Anne Arundel Tornado Leaves Thousands Without Power
Washington Post Staff Writers
Saturday, September 30, 2006; Page B01
Power companies, tree-removal services and maintenance crews worked round-the-clock yesterday to repair the damage caused by a violent storm that cut a swath through Bowie and a tornado that touched down in Severna Park.
Prince George's County officials estimate that the high winds Thursday evening left 9,000 homes without power, damaged about 50 houses in Bowie, uprooted 100 to 150 trees and sent thousands of electrical wires onto rooftops, sidewalks and roads. No injuries were reported.
"It sucked the water out of the hot tub," said Kirstyn Miner, who lives on Bowie's Korvale Lane. "The wind caused a power line to rip off, and it is now wrapped around a tree in our back yard."

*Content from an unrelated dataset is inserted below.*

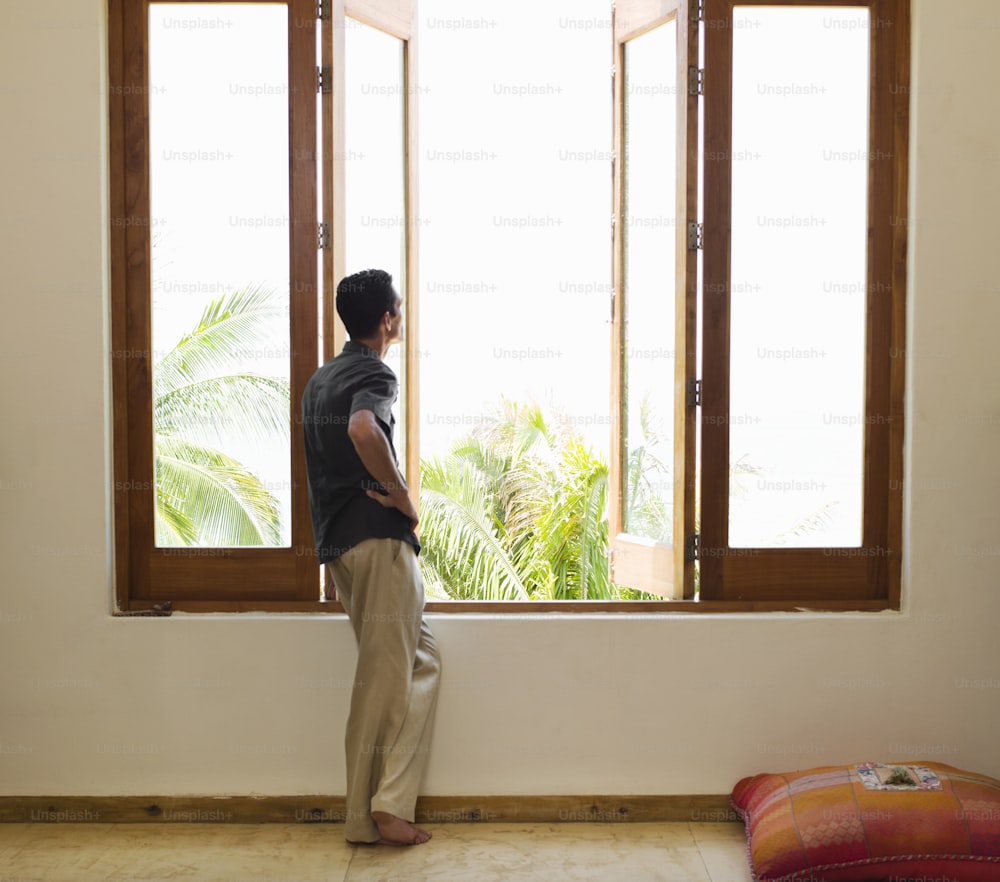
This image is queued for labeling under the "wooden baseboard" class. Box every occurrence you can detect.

In Anne Arundel County, at least 53 houses in Severna Park and nearby Cape St. Claire were heavily damaged, 15 of them left uninhabitable, and thousands lost power in what weather officials confirmed was a tornado. Bowie sustained "straight-line wind damage" but no twister, Chris Strong, a National Weather Service meteorologist, said yesterday.
As of late last night, fewer than 300 customers in Anne Arundel still lacked electricity. In Prince George's County, the number was about 700.
Meteorologists said the tornado was an F1, on a scale that runs from F0 to F5.
It formed about 6:30 p.m. Thursday behind a shopping mall at Gov. Ritchie Highway (Route 2) and McKinsey Road. It traveled north at 25 mph with a wind speed of 90 mph -- not enough to lift a roof from a well-built house but plenty strong enough to bend and break trees. It traveled about two miles north, crossing Cattail Creek and the Magothy River, and entered Pasadena before it lifted. Its maximum width was about 250 yards.
"My son looked out the back yard and saw the gray coming across there," said Tina Carlsen, pointing toward the back fence of her property on North Drive in the Lower Magothy Beach community. "And then we heard that whistling sound you hear in the movies, and I yelled, 'Let's get in the basement!' And we ran down there, and you could hear the noise above."
Scott Seivert said he stood at his back door and watched the funnel cloud roll into his yard, slicing through trees like a chain saw. He yelled for his parents to flee the family room, and everyone went to the basement. Moments later, a tree smashed into the room where they had been. None of the Seiverts was hurt.
One Severna Park man, who fell from his roof after the storm, was treated for minor injuries.
On North Drive yesterday morning, the wind had left a backyard trampoline twisted around a tree near the curb. A crisscrossing mass of collapsed trees lay on yards. A fleet of utility trucks idled nearby along Lower Magothy Beach Road, awaiting orders.
Near Cattail Creek, five large hardwood trees of one to two feet in diameter were uprooted, the Weather Service said.